В этот миг, по-видимому, проходил один из заездов, но между мною и кругом, по которому неслись теперь лошади, теснилась многокрасочная, гудящая, словно внутренней бурей потрясаемая толпа игроков и зрителей; мне не были видны скачки, но я угадывал каждую фазу их по азарту зрителей. Лошади, очевидно, давно уже были пущены, кучка разредилась, и двое боролись за лидерство, потому что из толпы, таинственным образом переживавшей невидимые для меня движения, уже вырывались крики и взволнованные призывы. По направлению голов чувствовал я поворот, которого теперь достигли жокеи и лошади на продолговатом овале дорожки, потому что весь людской хаос тянулся все в большем единстве, все сплоченнее, как одна вытянутая шея, по направлению к незримому для меня фокусу взглядов, и все выше поднимавшийся прибой клокотал и ревел в этой единственной вытянутой шее тысячью дробных, отдельных звуков. И этот прибой рос и вздувался, уже заполняя все пространство, вплоть до равнодушного синего неба. Я взглянул на несколько лиц. Они были искажены как бы внутренней судорогой, глаза были выпучены и сверкали, губы закушены, подбородок жадно вытянут вперед, ноздри раздуты, как у лошадей. Забавно и жутко было мне рассматривать в трезвом состоянии этих не владеющих собою опьяненных людей. Рядом со мной стоял на стуле мужчина, щегольски одетый, с лицом, вообще говоря, довольно приятным; теперь, одержимый незримым дьяволом, он неистовствовал, размахивал в воздухе палкой, словно кого-то подхлестывал, все его тело страстно воспроизводило – для стороннего наблюдателя в этом был невыразимый комизм – движения быстрой скачки.
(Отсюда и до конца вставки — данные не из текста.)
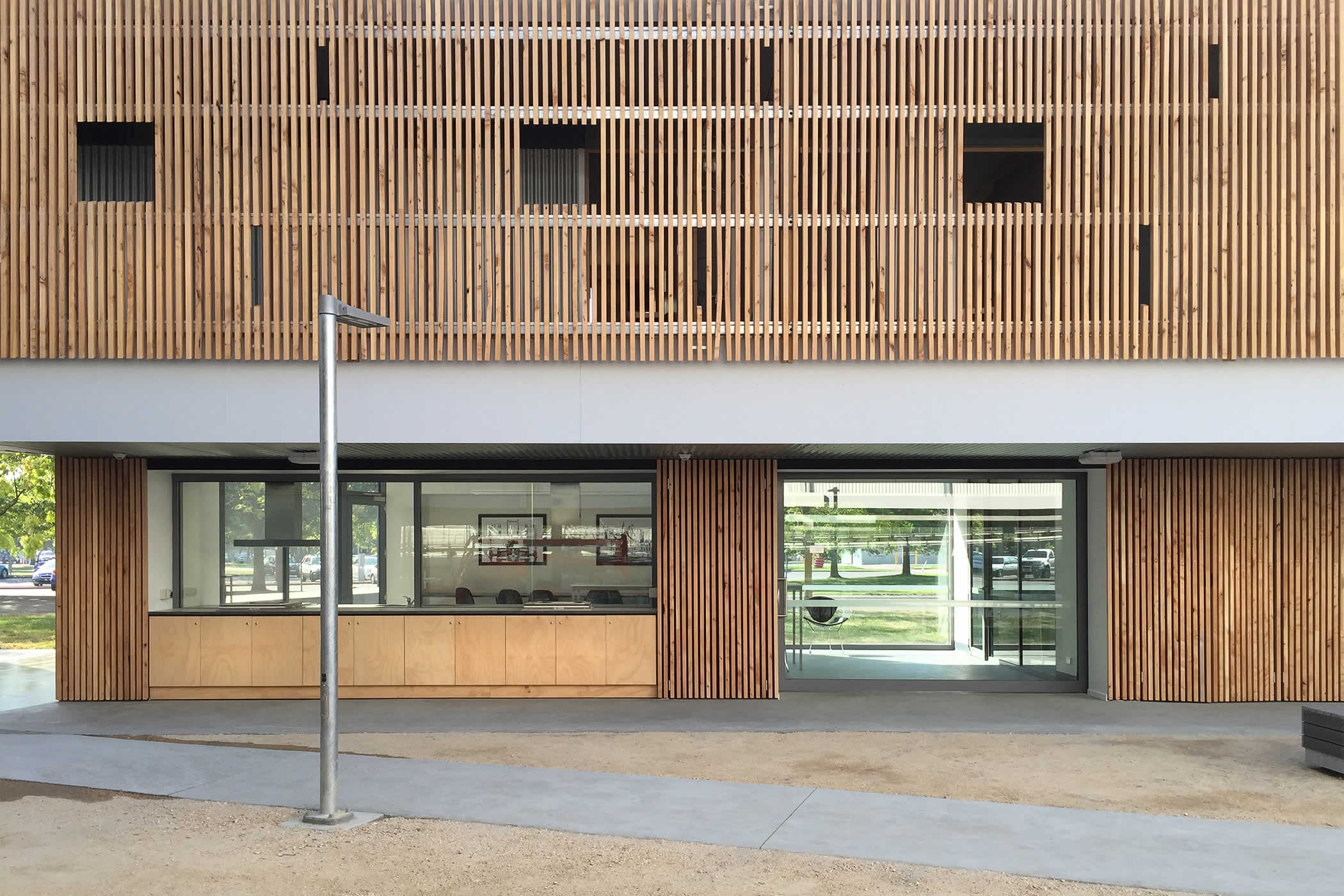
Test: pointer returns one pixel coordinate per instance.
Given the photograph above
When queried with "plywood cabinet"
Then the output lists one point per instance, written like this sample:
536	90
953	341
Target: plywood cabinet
632	650
277	650
380	650
530	650
580	650
479	650
519	655
173	652
314	650
225	652
429	650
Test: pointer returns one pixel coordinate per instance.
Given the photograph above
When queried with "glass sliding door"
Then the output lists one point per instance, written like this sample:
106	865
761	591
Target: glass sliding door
929	579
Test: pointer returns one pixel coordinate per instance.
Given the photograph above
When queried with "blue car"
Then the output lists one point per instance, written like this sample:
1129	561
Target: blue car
45	575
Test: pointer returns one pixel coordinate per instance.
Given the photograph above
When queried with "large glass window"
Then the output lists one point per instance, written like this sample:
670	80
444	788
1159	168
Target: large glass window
514	545
253	543
931	579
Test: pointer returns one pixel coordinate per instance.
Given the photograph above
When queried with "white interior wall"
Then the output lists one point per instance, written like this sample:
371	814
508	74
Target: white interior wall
200	570
159	539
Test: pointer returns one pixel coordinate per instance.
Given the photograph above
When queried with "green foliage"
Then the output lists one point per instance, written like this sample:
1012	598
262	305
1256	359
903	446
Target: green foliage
29	633
28	501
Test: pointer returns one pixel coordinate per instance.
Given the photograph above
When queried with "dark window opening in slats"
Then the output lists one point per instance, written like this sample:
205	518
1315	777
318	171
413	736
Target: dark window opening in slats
324	90
1146	264
1004	163
259	273
768	74
115	161
702	275
561	164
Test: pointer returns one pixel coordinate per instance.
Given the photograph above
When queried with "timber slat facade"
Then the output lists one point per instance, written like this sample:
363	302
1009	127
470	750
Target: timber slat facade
717	564
773	182
102	606
1226	579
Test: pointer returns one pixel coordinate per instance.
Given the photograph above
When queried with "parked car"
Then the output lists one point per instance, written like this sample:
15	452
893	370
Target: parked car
1039	563
365	568
45	577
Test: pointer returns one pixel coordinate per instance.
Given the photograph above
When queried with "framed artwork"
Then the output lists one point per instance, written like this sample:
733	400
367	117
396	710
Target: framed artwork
511	540
627	540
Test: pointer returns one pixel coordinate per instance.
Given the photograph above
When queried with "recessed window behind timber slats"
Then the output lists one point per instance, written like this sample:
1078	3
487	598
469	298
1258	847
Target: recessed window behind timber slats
561	164
116	161
1004	163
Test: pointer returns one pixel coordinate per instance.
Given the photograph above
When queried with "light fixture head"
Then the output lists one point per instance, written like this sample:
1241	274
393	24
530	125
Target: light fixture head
1100	458
350	315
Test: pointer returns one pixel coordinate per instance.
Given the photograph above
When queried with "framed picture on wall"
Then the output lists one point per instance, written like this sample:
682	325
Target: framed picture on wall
625	540
511	540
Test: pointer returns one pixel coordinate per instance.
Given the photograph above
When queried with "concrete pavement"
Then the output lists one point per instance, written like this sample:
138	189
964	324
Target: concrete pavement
28	679
1240	859
934	712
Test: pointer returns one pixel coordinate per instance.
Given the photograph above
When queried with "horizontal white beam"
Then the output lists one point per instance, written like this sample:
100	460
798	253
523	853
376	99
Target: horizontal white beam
542	403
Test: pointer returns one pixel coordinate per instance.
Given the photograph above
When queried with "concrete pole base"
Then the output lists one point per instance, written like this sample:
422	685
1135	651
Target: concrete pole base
339	820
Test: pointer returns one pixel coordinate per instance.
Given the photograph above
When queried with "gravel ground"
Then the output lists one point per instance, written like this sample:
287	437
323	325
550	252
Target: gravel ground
1204	777
69	840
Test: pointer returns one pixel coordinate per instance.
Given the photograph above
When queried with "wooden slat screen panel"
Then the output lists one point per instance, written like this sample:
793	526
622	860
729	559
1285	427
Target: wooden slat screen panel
836	207
102	605
718	554
1226	579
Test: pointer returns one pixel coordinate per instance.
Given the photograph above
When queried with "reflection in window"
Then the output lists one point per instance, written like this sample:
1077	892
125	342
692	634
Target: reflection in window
502	545
926	579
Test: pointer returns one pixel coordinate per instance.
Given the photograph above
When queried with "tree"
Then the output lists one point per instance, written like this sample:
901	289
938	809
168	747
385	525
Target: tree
28	501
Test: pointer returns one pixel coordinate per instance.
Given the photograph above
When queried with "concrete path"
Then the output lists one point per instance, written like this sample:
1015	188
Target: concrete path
1237	859
937	712
28	679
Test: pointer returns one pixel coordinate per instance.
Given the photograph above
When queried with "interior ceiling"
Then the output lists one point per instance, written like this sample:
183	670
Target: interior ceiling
827	453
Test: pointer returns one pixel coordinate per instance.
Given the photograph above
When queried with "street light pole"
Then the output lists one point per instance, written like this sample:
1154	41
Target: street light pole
331	312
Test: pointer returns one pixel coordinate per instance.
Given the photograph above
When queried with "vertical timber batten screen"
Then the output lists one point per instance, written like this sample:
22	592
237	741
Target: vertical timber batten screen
102	605
835	206
1226	579
718	554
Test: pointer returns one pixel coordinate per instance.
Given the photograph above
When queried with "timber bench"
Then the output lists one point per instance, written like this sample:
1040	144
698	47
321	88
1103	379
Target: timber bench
1323	737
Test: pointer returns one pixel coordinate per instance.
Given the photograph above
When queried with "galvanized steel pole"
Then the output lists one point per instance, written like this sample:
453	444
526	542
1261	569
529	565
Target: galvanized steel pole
327	812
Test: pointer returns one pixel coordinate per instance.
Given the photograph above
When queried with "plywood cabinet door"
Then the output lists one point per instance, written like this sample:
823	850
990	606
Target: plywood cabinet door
632	650
277	655
530	650
225	652
479	650
380	650
173	652
580	650
429	650
314	650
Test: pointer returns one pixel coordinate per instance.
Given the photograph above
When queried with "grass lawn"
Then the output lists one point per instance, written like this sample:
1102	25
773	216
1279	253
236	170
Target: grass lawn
26	633
878	627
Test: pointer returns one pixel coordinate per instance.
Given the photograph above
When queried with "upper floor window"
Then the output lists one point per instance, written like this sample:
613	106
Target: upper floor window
1004	163
116	161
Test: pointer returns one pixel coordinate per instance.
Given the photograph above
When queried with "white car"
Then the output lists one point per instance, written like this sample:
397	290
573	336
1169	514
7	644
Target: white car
365	568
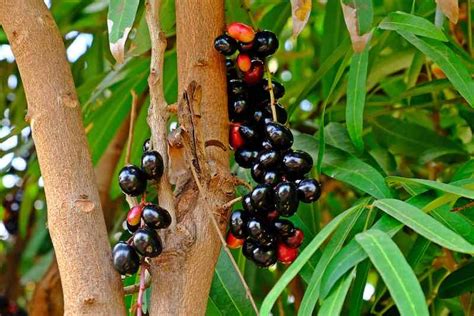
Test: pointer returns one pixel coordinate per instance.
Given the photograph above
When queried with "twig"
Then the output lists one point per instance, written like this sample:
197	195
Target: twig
158	113
222	239
131	127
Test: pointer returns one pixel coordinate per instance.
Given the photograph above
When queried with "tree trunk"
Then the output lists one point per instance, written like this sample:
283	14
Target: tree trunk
182	277
75	219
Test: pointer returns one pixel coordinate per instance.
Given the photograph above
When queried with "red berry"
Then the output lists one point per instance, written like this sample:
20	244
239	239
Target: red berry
296	240
255	74
286	255
244	62
235	138
241	32
234	242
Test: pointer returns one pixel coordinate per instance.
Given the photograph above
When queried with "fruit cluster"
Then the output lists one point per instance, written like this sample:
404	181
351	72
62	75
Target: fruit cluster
262	143
11	204
144	219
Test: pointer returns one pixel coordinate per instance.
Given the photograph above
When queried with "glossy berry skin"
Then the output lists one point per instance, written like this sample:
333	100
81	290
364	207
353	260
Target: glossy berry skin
285	254
283	228
225	45
279	135
262	197
244	63
255	74
264	256
147	242
236	140
265	43
245	157
309	190
234	242
268	158
125	258
156	217
132	180
238	223
295	240
297	163
241	32
286	198
146	145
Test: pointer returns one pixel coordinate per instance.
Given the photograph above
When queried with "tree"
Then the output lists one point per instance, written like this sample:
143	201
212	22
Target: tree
379	95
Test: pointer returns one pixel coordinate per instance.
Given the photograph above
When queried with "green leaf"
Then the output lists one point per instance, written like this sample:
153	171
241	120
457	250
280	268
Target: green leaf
304	256
459	282
401	21
356	90
311	294
344	167
120	20
398	276
333	304
449	188
424	225
447	61
227	292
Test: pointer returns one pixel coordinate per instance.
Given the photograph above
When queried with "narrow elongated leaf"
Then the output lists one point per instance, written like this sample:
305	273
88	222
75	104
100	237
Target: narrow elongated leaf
344	167
227	292
398	276
424	225
300	11
311	295
401	21
356	90
333	304
458	282
120	20
448	61
304	256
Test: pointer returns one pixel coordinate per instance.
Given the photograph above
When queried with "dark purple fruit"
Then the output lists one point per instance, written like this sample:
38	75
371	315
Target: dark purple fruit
268	158
283	228
279	135
265	43
309	190
238	223
262	197
264	256
245	157
147	242
225	44
152	165
156	217
286	198
297	163
125	258
132	180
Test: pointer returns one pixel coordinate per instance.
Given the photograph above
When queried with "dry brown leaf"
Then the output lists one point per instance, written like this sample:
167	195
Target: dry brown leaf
350	17
300	11
450	8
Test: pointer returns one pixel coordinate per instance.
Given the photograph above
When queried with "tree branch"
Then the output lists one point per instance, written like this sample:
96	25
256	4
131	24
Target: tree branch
75	218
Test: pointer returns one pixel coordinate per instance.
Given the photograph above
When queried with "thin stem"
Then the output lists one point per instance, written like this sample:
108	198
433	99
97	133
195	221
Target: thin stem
272	95
131	127
223	242
141	290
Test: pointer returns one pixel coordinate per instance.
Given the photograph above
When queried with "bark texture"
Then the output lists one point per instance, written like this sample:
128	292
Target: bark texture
182	275
75	219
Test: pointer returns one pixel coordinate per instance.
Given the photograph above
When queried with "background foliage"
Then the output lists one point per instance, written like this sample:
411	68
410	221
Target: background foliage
389	125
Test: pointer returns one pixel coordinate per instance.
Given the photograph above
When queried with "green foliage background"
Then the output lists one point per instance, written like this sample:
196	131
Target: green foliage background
392	136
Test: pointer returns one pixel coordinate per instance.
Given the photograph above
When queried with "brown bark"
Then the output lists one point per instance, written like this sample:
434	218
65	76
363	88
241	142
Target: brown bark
75	219
182	276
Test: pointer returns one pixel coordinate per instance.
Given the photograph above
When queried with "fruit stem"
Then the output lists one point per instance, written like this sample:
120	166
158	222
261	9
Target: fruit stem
272	95
141	289
131	126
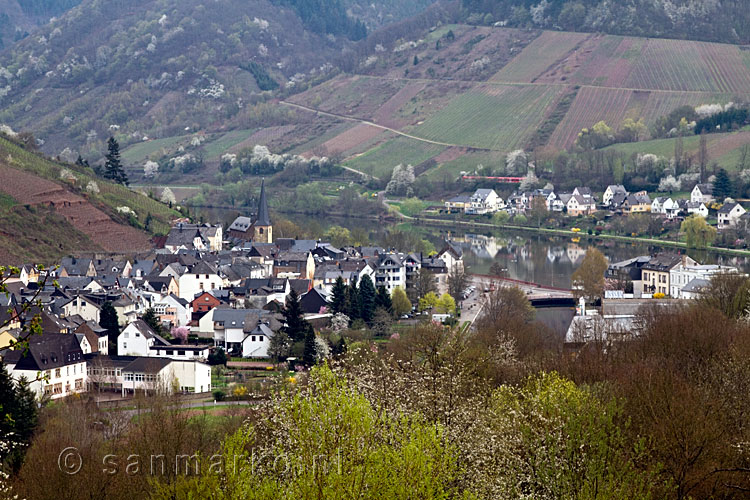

Как на стальных стременах, непрестанно постукивал он каблуками по стулу, не переставая рассекать воздух палкой вместо хлыста, левой рукой судорожно сжимая белую афишку. И вокруг все больше развевалось этих белых афишек. Как пенные брызги, реяли они над этим яростным, серым, шумно бурлившим водоворотом. Теперь, по-видимому, две лошади шли на повороте, голова в голову, потому что сразу рев раздробился на два, три, четыре отдельных имени, которые не переставали вырываться, как боевой клич, из одиночных исступленных групп, и крики эти казались клапанами их бредовой одержимости.